With the apple extract treatment, there was a significant improvement in acute maximum FMD at the first (P = 0.043) and last (P = 0.02) visits of the treatment period, and for both visits combined (P = 0.005). However, this improvement was not statistically significant when compared with the placebo treatment. The apple extract did not have a significant long-term effect on FMD compared to the placebo treatment. No significant changes in NMD or biomarker concentrations were observed.
In conclusion, there was a “significant acute improvement in FMD of the brachial artery, an indicator of endothelial function, in subjects with borderline or mild hypertension after intake of the epicatechin-containing study product.” However, neither acute ingestion nor long-term consumption of the apple extract had a significant effect on FMD or the secondary endpoints compared to the placebo treatment. The authors suggest the lack of a significant effect may be due to a number of factors, including (1) individual differences in epicatechin pharmacokinetics, (2) inclusion of subjects with normal FMD responses, (3) sub-therapeutic dose of the apple extract, and (4) the study may have been underpowered. The authors recommend that future trials employ a parallel design, use ambulatory blood pressure measurements, and take the significant range in FMD responses into consideration when calculating statistical power.

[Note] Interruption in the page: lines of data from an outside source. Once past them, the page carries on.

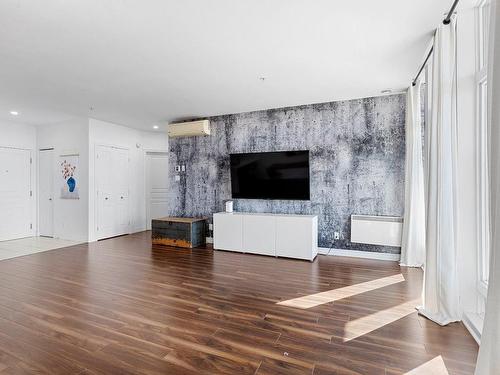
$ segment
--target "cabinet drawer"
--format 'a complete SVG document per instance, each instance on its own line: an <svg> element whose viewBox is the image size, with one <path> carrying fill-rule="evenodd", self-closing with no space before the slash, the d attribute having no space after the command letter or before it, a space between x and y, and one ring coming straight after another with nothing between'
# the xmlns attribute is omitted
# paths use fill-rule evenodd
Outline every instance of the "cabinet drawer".
<svg viewBox="0 0 500 375"><path fill-rule="evenodd" d="M309 218L279 217L276 219L276 254L280 257L312 260L316 221ZM313 225L311 225L313 224Z"/></svg>
<svg viewBox="0 0 500 375"><path fill-rule="evenodd" d="M214 215L214 249L243 250L242 216Z"/></svg>
<svg viewBox="0 0 500 375"><path fill-rule="evenodd" d="M243 251L276 255L276 218L249 215L243 217Z"/></svg>

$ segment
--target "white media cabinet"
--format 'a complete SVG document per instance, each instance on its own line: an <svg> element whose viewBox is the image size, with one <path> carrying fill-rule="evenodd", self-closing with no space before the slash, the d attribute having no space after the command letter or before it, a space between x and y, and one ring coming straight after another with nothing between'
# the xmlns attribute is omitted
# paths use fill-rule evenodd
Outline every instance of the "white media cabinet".
<svg viewBox="0 0 500 375"><path fill-rule="evenodd" d="M214 214L214 249L314 260L318 217L267 213Z"/></svg>

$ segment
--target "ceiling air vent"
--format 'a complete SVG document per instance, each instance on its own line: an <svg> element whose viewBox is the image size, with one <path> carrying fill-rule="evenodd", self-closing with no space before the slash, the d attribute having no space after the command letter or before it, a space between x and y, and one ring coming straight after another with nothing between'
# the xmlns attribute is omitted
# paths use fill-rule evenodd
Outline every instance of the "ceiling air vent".
<svg viewBox="0 0 500 375"><path fill-rule="evenodd" d="M170 138L196 137L199 135L210 135L209 120L179 122L168 125L168 136Z"/></svg>

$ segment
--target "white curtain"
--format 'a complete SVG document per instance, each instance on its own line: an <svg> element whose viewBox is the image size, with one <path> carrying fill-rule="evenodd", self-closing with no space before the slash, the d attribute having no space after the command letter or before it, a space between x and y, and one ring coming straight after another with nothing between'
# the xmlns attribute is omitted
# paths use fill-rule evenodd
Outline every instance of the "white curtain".
<svg viewBox="0 0 500 375"><path fill-rule="evenodd" d="M432 116L426 126L426 261L419 313L440 325L460 320L456 266L456 17L434 37Z"/></svg>
<svg viewBox="0 0 500 375"><path fill-rule="evenodd" d="M402 266L422 267L425 262L424 166L422 160L422 108L420 81L406 94L405 213L401 245Z"/></svg>
<svg viewBox="0 0 500 375"><path fill-rule="evenodd" d="M476 375L500 374L500 5L491 1L488 61L490 162L490 274Z"/></svg>

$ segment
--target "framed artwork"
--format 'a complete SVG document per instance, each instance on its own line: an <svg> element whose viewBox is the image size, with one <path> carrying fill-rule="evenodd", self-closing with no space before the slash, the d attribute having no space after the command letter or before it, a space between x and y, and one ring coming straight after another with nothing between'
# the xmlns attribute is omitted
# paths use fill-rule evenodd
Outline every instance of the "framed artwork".
<svg viewBox="0 0 500 375"><path fill-rule="evenodd" d="M80 199L79 163L79 154L59 156L61 199Z"/></svg>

Funding for this project was provided by DuPont Nutrition and Health (formerly Danisco). Four of the authors (OH, KT, MJL, and AT) are or have been, DuPont employees. The authors declare “no other competing interest regarding this study.”
Saarenhovi M, Salo P, Scheinin M, et al. The effect of an apple polyphenol extract rich in epicatechin and flavan-3-ol oligomers on brachial artery flow-mediated vasodilatory function in volunteers with elevated blood pressure. Nutr J. October 2017;16(1):73. doi: 10.1186/s12937-017-0291-0.